今年で26回目を迎えるこのイベントは、岐阜県の東白川村という場所で、毎年5/3に行われています。
目的は単純で、「指定エリア(主に茶畑)の中に潜むと思われる、つちのこを発見すること」ですが、他にも賞品や賞金がもらえる木の板が隠されていてそれらを発見する楽しさや、地面に生えている山菜を採る楽しさ、単純に自然の中を歩く楽しさが味わえます。

参加者は参加費として運営側に1,000円を支払い、上のようなでクーポンを受け取ります。
全部使わないかもしれない(傷害保険は使われないほうが幸せですしね)んですが、そのうち200円の金券はどのような使い方もできますし、飲み物関係は無料引換券があります。
美味しいじゃがいもドーナッツも無料なので、小腹がすいた時にでも使うといいかなと思います。

開会宣言の後、チーム分け(捜索エリア分ける)があり、そのチームごとに最初の会場から捜索エリアまでは徒歩約10分程度の移動があり、これが運動不足の体にはこたえます。
また、家族連れも多いのでペースはゆったりですが、目的地がわからないとペース配分がわからないので若干つらいかもしれません。

捜索エリアは、こんな感じの茶畑一帯です。一応、舗装された道を歩いてくるのですが、捜索エリアは舗装されていませんので、歩きまわるのはなかなかしんどいです。
捜索エリアのイノシシ捕獲用の檻があったり(なぜか写真が貼れないので別の機会にお見せします)、イベントすぐ外側に村の現実を垣間見るところも、ある意味このイベントの良さかもしれません。
捜索時間は約1時間で、つちのこを一生懸命探す人、最初から野草目当てで参加してるであろう人、歩き疲れてその場にしゃがみ込む人など、一時間の過ごし方はいろいろですが、捜索時間が長すぎるとダレてくるので、ちょうどいい時間の長さかもしれません。
捜索が終わると、最初の広場に戻ることになりますが、今度は下り坂なので行きよりも楽に戻ることが出来ました。
しかし、やはり疲れているせいもあり、参加者の足取りは重かったに思います。

捜索が終わると……、基本的にピクニックのような感じになります。
広場では一応、司会進行の方がいろいろと話していたり、太鼓の演奏の・ようなものもありましたが、参加者はそれに注目する必要もなく、食べ物を買って食べたり、飲み物を飲んだりして、閉会までの時間を過ごすことになります。
閉会前に帰宅するのも自由なのですが、最後までいないと景品の抽選ができない(意外に景品が魅力的。

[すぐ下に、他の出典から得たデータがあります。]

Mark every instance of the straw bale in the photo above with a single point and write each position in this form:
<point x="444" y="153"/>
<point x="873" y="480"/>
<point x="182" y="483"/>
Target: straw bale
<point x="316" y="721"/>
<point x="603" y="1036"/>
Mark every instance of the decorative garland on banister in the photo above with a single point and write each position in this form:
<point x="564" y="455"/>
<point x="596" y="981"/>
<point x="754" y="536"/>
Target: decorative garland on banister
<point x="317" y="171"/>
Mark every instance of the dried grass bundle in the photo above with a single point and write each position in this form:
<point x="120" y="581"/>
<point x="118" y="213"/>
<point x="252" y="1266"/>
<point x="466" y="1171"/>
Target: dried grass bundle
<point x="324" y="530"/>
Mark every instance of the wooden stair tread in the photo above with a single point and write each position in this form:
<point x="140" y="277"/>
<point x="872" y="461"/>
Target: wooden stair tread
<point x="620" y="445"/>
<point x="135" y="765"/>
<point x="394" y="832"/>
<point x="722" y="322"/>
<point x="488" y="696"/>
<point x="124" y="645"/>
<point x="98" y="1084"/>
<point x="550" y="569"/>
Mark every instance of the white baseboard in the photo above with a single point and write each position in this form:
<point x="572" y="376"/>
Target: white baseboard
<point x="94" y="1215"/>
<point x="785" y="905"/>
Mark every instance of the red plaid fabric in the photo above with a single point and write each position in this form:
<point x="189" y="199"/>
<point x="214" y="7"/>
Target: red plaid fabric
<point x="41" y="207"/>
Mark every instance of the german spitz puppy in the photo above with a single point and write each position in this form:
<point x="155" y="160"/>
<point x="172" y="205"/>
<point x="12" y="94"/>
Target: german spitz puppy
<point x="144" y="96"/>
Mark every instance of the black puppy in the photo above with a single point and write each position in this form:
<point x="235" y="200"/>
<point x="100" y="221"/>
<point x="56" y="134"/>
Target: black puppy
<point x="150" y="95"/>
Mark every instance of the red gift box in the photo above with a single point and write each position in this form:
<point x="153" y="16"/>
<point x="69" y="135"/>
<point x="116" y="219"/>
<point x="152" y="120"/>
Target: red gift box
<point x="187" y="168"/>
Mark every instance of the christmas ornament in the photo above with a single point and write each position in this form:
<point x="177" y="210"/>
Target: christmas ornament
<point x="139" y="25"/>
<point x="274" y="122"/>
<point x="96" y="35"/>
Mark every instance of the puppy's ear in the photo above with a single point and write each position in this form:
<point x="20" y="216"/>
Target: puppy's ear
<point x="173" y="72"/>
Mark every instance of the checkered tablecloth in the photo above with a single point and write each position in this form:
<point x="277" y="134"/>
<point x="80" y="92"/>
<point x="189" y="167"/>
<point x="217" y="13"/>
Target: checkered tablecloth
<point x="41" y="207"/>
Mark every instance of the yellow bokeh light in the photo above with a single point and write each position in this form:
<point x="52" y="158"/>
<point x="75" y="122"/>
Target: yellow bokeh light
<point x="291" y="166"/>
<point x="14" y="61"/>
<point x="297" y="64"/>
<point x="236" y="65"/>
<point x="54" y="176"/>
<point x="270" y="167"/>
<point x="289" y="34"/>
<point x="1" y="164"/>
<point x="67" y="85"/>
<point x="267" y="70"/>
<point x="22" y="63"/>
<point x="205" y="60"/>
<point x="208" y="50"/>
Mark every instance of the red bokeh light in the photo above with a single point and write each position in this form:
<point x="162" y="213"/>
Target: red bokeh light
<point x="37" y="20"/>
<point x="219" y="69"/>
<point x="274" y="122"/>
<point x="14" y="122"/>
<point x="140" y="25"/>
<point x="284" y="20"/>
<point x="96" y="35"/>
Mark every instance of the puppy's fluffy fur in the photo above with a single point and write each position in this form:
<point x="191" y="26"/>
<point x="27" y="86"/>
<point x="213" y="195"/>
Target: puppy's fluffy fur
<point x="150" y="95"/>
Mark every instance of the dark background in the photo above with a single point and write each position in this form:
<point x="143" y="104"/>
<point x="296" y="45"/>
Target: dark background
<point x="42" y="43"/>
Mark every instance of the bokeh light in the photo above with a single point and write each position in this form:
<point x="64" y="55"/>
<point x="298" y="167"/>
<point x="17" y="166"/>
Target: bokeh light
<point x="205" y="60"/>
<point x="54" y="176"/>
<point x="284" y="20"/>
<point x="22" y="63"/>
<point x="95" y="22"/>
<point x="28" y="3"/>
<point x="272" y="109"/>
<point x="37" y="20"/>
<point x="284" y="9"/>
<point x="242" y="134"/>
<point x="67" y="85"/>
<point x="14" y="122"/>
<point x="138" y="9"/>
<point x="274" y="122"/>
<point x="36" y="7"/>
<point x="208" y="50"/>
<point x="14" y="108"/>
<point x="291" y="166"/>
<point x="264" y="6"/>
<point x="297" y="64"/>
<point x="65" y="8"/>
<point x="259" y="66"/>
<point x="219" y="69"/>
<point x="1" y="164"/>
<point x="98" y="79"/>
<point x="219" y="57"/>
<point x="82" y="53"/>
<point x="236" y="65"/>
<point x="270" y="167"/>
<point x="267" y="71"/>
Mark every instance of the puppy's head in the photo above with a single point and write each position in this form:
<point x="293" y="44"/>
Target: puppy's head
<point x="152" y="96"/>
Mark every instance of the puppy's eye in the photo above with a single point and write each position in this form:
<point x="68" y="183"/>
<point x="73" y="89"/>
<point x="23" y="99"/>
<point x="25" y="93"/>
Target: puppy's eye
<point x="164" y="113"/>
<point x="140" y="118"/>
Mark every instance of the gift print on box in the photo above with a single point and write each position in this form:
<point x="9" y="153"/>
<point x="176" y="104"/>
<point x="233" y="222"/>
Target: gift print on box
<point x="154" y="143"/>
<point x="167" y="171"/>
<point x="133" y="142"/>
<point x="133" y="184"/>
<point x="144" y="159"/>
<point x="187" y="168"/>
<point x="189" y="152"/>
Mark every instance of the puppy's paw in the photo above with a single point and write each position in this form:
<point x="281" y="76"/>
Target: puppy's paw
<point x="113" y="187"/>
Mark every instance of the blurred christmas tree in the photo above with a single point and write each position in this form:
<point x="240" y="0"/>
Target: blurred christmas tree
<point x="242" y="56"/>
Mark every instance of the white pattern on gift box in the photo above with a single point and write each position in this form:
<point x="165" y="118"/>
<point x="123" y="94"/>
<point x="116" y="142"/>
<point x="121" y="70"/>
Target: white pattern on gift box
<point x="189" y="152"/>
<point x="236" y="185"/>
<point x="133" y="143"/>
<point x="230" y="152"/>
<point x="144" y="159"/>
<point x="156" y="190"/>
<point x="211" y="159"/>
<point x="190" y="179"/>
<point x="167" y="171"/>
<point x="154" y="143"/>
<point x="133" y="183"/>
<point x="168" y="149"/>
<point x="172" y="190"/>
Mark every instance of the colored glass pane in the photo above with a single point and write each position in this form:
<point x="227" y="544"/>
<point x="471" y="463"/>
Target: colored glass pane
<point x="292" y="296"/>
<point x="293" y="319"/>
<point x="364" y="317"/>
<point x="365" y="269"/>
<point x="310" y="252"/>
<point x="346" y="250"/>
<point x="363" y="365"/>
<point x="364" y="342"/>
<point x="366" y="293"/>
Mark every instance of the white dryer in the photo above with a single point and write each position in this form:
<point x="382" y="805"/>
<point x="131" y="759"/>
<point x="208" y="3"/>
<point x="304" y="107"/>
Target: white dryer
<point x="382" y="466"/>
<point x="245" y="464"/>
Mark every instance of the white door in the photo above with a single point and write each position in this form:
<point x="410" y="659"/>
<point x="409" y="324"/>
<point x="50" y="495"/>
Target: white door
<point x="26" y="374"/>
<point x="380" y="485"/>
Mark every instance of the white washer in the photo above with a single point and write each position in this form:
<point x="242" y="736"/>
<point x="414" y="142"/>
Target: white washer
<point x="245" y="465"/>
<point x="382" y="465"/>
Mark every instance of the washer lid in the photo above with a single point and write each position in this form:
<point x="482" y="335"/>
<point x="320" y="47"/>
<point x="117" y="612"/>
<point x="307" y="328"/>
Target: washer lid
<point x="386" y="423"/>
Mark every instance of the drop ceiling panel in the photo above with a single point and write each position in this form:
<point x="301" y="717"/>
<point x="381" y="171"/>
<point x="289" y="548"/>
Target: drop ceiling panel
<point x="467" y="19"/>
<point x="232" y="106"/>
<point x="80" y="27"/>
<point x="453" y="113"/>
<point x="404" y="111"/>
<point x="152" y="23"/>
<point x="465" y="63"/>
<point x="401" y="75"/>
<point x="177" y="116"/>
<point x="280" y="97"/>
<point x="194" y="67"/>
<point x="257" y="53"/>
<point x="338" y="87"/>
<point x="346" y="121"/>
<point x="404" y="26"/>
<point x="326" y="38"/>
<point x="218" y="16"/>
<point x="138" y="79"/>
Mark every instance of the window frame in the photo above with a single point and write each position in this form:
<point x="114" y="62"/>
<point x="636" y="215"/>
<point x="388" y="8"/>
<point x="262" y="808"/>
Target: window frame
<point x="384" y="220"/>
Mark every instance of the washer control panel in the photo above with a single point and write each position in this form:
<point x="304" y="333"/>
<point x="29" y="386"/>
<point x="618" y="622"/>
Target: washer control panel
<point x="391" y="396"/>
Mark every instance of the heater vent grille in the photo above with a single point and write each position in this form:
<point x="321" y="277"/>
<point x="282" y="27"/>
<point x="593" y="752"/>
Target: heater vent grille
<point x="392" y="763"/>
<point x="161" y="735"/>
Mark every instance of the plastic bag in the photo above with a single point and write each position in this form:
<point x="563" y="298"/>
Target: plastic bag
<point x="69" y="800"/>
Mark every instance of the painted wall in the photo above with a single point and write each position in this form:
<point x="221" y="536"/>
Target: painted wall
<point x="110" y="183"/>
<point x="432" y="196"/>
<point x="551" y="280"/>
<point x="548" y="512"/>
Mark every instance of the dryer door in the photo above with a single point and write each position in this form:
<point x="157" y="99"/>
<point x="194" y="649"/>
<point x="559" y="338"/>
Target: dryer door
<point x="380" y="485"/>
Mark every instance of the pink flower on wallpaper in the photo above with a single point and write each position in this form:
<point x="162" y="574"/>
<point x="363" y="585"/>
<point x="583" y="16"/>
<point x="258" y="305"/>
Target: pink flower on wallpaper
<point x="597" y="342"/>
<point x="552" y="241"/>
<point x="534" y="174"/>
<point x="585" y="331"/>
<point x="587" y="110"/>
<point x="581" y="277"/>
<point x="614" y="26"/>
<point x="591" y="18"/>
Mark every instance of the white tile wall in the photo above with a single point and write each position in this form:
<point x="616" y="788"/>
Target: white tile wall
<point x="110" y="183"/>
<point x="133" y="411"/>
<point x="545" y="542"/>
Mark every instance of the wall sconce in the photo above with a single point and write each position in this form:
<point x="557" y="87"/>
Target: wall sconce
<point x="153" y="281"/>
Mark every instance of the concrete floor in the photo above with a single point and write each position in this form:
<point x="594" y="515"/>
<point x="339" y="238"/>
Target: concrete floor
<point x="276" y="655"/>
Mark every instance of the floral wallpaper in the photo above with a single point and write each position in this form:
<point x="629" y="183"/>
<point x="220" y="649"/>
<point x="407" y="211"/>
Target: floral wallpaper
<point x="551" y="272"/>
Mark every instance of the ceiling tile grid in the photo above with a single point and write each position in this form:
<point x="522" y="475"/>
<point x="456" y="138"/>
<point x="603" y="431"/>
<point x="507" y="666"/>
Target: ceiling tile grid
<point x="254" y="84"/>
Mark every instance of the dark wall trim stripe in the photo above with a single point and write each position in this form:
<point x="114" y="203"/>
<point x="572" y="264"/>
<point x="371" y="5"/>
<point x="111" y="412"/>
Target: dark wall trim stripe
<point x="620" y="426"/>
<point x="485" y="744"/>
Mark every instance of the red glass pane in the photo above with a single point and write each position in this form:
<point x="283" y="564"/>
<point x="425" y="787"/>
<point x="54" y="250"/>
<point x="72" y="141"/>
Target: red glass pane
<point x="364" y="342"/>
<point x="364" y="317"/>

最後の飛騨牛の抽選はかなり盛り上がった)ので、多くの人が最後までその場にいるようでした。

9時30分からイベントが始まり、15時に終了ということで、朝早く出かけてその日のうちに帰ってこられることもあり、翌日筋肉痛で悩まされたとしても問題ないスケジュールで、お手軽だとも言えます。
会場では、つちのこに関する商品やグッズの販売、そしてテーマソングの発表などもあり、運営側や村全体で、つちのこという観光資源をよりよいものにしていこうと努力されている雰囲気が伝わってきます。
東白川村はつちのこの目撃例が非常に多く、日本で唯一のつちのこの資料館(つちのこ館)もあり、そちらではつちのこフェスタ以前のつちのこ目撃に関する話や、つちのこフェスタが始まった経緯などがを知ることができます。

で、個人的に思ったことだとか。
このイベントは、確かに「つちのこを探す」ことが最大の目的なのですが、実はそれはきっかけに過ぎなくて、実際には東白川村の自然のいいところを味わってほしいというところが、本当の目的なのだろうなと思うわけです。
現地の美味しい食べ物を食べ、自然に触れ、最後にはおみやげに特産品を買って帰ってもらって、その話をいろんな人に伝えてもらうことで、翌年には興味をもった人が更に多く集まるというような感じで、参加者を増やしているのではないかと。
そんなふうに感じました。

次に「観光資源ってなんだろうか?」と考えさせられたんですね。
町おこしに関わると、「観光資源」という言葉を耳にするようになりますが、多くの場合は実際にあるものを「観光資源」として活用しています。
観光施設に名所旧跡、郷土料理など、ぱっと思いつくものは「何らかの形でそこに存在するもの」だと思います。
もちろん、「萌えによる町おこし」の場合のように、新しくコンテンツを作っていって、それを軸に町おこしを進めていくものも存在しますが、他にも形のないものや、今まで価値を見い出すことができなかったものも、見せ方や演出の仕方で観光資源として活用は可能なのだと感じました。
このつちのこフェスタの場合も、つちのこを目撃された方が、その話を様々な人に話しても信じてもらえず、そのことを知人に打ち明けたところ「じゃあみんなで探してみようじゃないか」ということになり始まったとのこと(つちのこ館にそういった展示がありましたが、写真を撮りそこねてうろ覚えです。確かこんな内容だったと思います)で、それが26回も続き、立派に人を呼べるイベントになり、そしてイメージキャラクターやイメージソングまで作られるようになったのですから、この試みは成功したのではないかと思います。

当然「じゃあ探してみようか」と呼びかけるだけではイベントとして成功するはずはなく、その呼びかけにあたって、様々な準備がなされたのではないかと思います。
参加の際に受け取るチケットの中身も、そういった準備の中で試行錯誤していったのでしょう。
傷害保険の存在や、お茶と飲み物(ジュースまたはビール)の別々の交換チケットや200円という金額設定もとても興味深いです。
そういえば、ステージのある会場の横に、普通の屋台も4つほど来ており、詳しく見てはいないのですが、そちらにも客が流れていたようでした。
自治体で行うイベントで、自治体でも飲食物を提供している場合は、外から屋台を呼ばないんじゃないかなと思っていたので、とても意外でした。
この辺りも、とても興味がわきます。
その地域の人達が一生懸命話し合って、これらの仕組みを作り上げたのではないかと思うと、頭がさがる思いです。

結局、町おこしというのは人が行うことで、どんなに有望な観光資源があったとしても、人が動かない限りはやがて忘れられてしまうのかもしれません。
逆に、人が動けばこそ、僅かなことであっても、それが徐々に盛り上がるのかも知れません。
結局はその地域を愛する人達の地道な活動が、その地域を活性化させるのだろうかと、そんな風に思いました。